The optimisation is concerned with computing the shortest pathway that connects all the sampling points. This is a very well known and classical problem in combinatorial optimization known as the "Travelling Salesperson Problem" . The problem is to determine the least-distance route taken by a salesperson to visit a fixed number of cities in which each city is visited once only and in which the trip starts and ends at the same point. The Travelling Salesperson Problem (TSP) is not easy to solve (computational difficulty increases with the number of cities) and there is extensive literature on fast and efficient numerical algorithms used to solve both the classical version and more complex variations of the TSP [22, 23].

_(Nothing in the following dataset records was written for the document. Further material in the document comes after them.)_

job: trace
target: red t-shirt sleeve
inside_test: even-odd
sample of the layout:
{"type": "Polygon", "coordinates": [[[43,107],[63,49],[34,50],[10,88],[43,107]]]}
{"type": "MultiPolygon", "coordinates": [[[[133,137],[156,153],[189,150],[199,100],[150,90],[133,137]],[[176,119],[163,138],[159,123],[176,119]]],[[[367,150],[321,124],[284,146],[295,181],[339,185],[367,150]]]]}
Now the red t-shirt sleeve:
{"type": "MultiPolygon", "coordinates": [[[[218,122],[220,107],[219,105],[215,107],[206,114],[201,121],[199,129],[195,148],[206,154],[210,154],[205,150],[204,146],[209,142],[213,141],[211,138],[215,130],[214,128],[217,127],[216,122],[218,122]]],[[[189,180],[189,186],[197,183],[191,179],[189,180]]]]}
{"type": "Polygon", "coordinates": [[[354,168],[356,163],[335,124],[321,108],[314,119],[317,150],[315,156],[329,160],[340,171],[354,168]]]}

Here, we solved the TSP problem in Mathematica [20, 24]. The optimisation method used is called simulated annealing. Simulated annealing is a stochastic approach to find the global solution of an optimization problem where there could be multiple local solutions . In this approach, an optimal solution is found iteratively by selecting randomly at each step a point in the neighbourhood of the current solution and then directing the search in the subsequent steps to improve the value of the objective function whilst not getting trapped in a local solution. It has been found that simulated annealing has several advantages over other optimization methods to solve TSP . (Additional information and an illustration of simulated annealing ).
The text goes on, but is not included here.